More Honors for Theo Greene as Sociology Professor Receives Early Career Award

By Tom Porter
Assistant Professor of Sociology Theo Greene has won the Sociology of Sexualities Early Career Award, issued by the American Sociological Association (ASA).
greene in classroom 2016
Greene in the classroom, 2016.

The 2020 Karofsky Prize winner, who specializes in the intersections of gender, sexuality, urbanism, and culture, was praised for the quality and cutting-edge nature of his scholarship as well as the impact he is already having on the field.

“Receiving this award is a vindication of the work I am doing to illuminate the lives of LGBTQ+ people,” said Greene. “The fact that scholars found my work worthy of nomination in the first place is both humbling and deeply touching.”

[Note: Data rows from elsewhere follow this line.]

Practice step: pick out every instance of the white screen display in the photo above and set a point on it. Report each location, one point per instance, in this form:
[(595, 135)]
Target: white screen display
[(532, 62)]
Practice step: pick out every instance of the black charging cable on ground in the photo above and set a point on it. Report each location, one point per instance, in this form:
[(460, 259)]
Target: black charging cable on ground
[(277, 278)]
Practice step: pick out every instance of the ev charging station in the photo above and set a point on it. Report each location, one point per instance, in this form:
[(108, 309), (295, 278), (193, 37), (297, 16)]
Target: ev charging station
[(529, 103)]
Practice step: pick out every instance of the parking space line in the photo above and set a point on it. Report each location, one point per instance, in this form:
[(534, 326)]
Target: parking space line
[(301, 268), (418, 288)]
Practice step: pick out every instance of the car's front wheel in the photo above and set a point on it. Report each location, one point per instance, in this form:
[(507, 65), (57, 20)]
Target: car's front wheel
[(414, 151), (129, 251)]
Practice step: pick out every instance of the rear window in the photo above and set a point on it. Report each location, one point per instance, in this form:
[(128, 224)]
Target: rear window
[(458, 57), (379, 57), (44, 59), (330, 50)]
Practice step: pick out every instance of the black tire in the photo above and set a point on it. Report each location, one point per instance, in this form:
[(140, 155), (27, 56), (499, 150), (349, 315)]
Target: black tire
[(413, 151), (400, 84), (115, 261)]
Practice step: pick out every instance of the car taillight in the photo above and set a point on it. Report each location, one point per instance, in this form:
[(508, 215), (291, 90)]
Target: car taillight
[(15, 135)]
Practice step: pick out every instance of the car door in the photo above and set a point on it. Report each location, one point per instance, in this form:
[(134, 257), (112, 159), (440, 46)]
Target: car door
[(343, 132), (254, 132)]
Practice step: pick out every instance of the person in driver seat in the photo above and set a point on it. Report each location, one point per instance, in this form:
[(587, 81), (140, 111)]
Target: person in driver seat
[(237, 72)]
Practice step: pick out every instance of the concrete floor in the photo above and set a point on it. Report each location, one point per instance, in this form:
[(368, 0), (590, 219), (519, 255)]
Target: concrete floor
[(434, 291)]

This is not the first time Greene has been honored by the ASA. In 2020, the organization gave him a Distinguished Article Award for a chapter he published in an academic journal called   “Aberrations of Home: Gay Neighborhoods and the Experiences of Community Among GBQ Men of Color.”

Since then, he has been working on several projects, including his upcoming book, Not in MY Gayborhood! Gay Neighborhoods and the Rise of the Vicarious Citizen, due to come out later this year. He has also published the article “‘You’re Dancing on My Seat!’: Queer Subcultures and the Production of Places in Contemporary Gay Bars,” which was a finalist for the 2023 Jane Addams Best Article Award for the Community and Urban Sociology Section. “The article,” said Greene, “attends to the strategies that LGBTQ subcultures deploy to create meaningful places within the vestiges of local queer life.”

Other work Greene has pursued includes an essay called “We Will Always Remember: Reactivating Queer Places as Expressions of Grief, Solidarity, and Protest after Pulse,” published as a chapter of an edited volume. The work, said Greene, “draws on the global response to the Pulse nightclub tragedy in 2016 to introduce place reactivation—the act of temporarily reclaiming and reviving the dormant symbolic character of a neighborhood.” 

Greene, who joined the Bowdoin faculty in 2015, is excited to be on sabbatical next year and to continue work on his second project, which, he said, examines queer placemaking in Portland, Maine. “This project explores the residential and institutional evolution of Portland’s LGBTQ communities, focusing on how local queer communities recreate and reclaim lost cultural and commercial anchors through ephemeral placemaking. I am particularly excited about this project,” commented Greene, “as it will include a virtual walking tour of every LGBTQ space that existed in the town.”